Japan benchmark Nikkei 225 ended the day up 1.02% at 39,414.78, while the Topix advanced 0.68% to close at 2,775.59. Japanese tech stocks rebounded after posting losses for several days. Advantest gained 4.36%, Tokyo Electron rose 2.34%, while SoftBank Group rose 2.43%.

Minutes from the Bank of Japan’s December meeting released Wednesday showed members discussed neutral interest rates. The BOJ has been debating how far borrowing costs should be raised as inflation remains above its 2% target while wage hikes broaden due to labor shortages.

Australia’s S&P/ASX 200 rose 0.57% to close at its highest since Dec. 5 at 8,447.

The country’s inflation rose 0.2% in the December quarter and 2.4% annually, below the 2.5% estimated by economists polled by Reuters, data from the Australian Bureau of Statistics showed.

— Amala Balakrishner

Broad indexes would suffer in 2025 if tech falters, but average stock hold up, Capital Economics says

Broad stock market indexes would suffer in 2025 if Big Tech leaders continue to falter but the average stock is likely to “hold up well,” according to Capital Economics senior markets economist James Reilly.

Although the S&P 500 Information Technology Index slid 5.5% Monday, its largest one-day decline since 2020, “the losses were largely confined to firms that had been expected to play a key role in facilitating AI, including semiconductor firms and utilities firms powering data centers,” London-based Capital Economics said, noting the S&P 500 only fell 1.5% and roughly 70% of companies in the index rose.

One possibility is that investors will start to favor more of the users of artificial intelligence and fewer of the “enablers,” which may have already begun before Monday, Reilly wrote. “In this scenario, the S&P 500 could rally further even as sentiment towards these prior favorites cooled. Indeed, something similar happened during the dotcom bubble — there was a rotation within the I.T. sector (from the largest firms) around 1999/2000 that didn’t undermine the S&P 500 index.”

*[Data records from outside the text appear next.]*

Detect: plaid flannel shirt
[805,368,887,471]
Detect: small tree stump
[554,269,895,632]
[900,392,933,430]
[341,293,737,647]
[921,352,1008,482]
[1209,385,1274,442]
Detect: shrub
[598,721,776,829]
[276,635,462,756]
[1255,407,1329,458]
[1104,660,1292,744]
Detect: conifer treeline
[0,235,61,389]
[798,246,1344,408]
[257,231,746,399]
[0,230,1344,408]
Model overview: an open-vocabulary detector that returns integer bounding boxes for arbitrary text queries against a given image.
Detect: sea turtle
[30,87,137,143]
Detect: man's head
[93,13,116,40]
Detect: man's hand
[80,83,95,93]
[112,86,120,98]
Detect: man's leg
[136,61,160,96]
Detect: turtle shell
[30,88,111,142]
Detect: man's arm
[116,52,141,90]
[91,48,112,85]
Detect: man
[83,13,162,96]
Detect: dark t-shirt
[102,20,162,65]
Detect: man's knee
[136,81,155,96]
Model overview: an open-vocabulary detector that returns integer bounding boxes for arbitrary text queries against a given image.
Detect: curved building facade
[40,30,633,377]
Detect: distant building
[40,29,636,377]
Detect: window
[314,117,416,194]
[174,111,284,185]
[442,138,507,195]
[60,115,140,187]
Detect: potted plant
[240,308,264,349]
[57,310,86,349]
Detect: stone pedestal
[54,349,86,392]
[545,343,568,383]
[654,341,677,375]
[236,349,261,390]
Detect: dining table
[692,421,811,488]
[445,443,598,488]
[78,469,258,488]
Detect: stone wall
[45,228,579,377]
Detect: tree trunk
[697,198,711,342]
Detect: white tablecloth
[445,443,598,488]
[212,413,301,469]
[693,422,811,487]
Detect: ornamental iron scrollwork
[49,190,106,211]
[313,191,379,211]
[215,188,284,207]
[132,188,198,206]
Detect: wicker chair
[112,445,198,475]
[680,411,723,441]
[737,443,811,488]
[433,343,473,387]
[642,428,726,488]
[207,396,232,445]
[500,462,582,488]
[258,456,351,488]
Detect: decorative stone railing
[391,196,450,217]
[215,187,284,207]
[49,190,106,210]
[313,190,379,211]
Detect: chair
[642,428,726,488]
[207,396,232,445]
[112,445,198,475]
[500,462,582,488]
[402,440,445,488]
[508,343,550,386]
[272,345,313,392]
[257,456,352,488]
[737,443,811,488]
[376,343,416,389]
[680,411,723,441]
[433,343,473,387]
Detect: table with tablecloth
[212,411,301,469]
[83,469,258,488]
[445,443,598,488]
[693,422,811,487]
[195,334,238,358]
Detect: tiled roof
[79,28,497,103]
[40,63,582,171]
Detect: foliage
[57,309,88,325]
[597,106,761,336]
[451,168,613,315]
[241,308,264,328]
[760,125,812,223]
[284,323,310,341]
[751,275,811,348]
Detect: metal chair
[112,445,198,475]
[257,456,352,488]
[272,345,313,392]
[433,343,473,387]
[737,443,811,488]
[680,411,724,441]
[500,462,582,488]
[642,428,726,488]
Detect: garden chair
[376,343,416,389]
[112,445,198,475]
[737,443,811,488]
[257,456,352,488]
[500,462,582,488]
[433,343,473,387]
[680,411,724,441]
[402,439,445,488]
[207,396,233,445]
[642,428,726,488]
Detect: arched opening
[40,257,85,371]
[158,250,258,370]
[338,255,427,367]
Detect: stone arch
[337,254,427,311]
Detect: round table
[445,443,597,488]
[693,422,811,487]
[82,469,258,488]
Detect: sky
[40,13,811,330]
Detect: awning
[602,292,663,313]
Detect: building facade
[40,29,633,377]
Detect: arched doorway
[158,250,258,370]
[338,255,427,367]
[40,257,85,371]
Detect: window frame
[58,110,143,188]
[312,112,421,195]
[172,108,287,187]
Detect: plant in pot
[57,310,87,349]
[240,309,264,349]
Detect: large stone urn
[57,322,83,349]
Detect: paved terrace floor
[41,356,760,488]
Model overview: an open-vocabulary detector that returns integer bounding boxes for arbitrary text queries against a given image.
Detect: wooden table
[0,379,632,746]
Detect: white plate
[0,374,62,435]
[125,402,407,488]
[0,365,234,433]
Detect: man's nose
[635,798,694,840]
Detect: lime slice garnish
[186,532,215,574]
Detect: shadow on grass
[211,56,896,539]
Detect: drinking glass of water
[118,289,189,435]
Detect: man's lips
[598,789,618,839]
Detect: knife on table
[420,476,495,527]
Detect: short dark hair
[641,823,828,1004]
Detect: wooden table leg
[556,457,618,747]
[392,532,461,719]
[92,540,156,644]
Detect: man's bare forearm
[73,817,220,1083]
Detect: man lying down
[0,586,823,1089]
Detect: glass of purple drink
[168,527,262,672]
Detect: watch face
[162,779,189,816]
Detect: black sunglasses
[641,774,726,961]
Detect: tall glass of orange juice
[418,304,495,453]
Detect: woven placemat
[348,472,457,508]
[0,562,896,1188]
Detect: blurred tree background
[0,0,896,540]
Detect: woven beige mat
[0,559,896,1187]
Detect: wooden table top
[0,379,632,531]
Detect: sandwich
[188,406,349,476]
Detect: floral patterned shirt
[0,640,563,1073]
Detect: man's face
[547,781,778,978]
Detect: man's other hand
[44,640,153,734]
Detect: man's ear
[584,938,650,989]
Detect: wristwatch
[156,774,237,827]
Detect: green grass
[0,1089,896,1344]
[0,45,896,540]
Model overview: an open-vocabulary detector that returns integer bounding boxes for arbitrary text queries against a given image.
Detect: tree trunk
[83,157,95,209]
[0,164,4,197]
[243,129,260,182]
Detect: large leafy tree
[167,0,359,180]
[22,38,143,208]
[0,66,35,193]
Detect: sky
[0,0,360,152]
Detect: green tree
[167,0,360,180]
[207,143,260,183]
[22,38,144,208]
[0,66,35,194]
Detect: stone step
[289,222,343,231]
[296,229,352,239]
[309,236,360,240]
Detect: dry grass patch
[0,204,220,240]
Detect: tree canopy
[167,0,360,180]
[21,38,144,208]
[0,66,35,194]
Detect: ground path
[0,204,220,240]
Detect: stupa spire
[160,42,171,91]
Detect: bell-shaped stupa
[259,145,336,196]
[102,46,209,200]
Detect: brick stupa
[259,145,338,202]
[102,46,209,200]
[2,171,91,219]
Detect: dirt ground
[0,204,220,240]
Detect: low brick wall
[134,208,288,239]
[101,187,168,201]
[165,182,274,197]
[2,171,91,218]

Strangely, the large share of the market accounted for by the 10 biggest stocks offers some hope. “That might mean that the losses as these gains unwound would be similarly concentrated, affording plenty of scope for the average firm in the S&P 500 to do well if the economic backdrop stayed positive, as we expect,” Reilly noted.

— Scott Schnipper

Stocks making the biggest moves after hours

Check out some of the companies making headlines in extended trading:

  • Starbucks — The coffee chain gained more than 2% after better-than-expected quarterly results. Starbucks notched fiscal first-quarter earnings of 69 cents per share on revenue of $9.40 billion, while analysts polled by LSEG were looking for 67 cents in earnings per share and $9.31 billion in revenue. Same-store sales declined for the fourth consecutive quarter, however.
  • F5 — The application security company surged 12% after the firm issued a better-than-expected revenue outlook for the second quarter. F5 forecasts revenue in the current quarter to be in the range between $705 million and $725 million, while analysts polled by FactSet were expecting $702.7 million.
  • Qorvo — The semiconductor company gained 12% on the heels of an upbeat fourth-quarter outlook. Qorvo expects revenue in the current quarter of $850 million, compared to a forecast of $841 million from analysts polled by LSEG. The company’s adjusted earnings per share forecast of $1 was also above estimates that called for 86 cents per share.

Read the full list here.

— Brian Evans

Stock futures open lower

Stock futures were marginally lower on Tuesday as investors look toward the first Federal Reserve interest rate decision of 2025.

Futures tied to the Dow Jones Industrial Average ticked down 23 points, or 0.05%. Nasdaq 100 futures pulled back 0.1% alongside S&P 500 futures.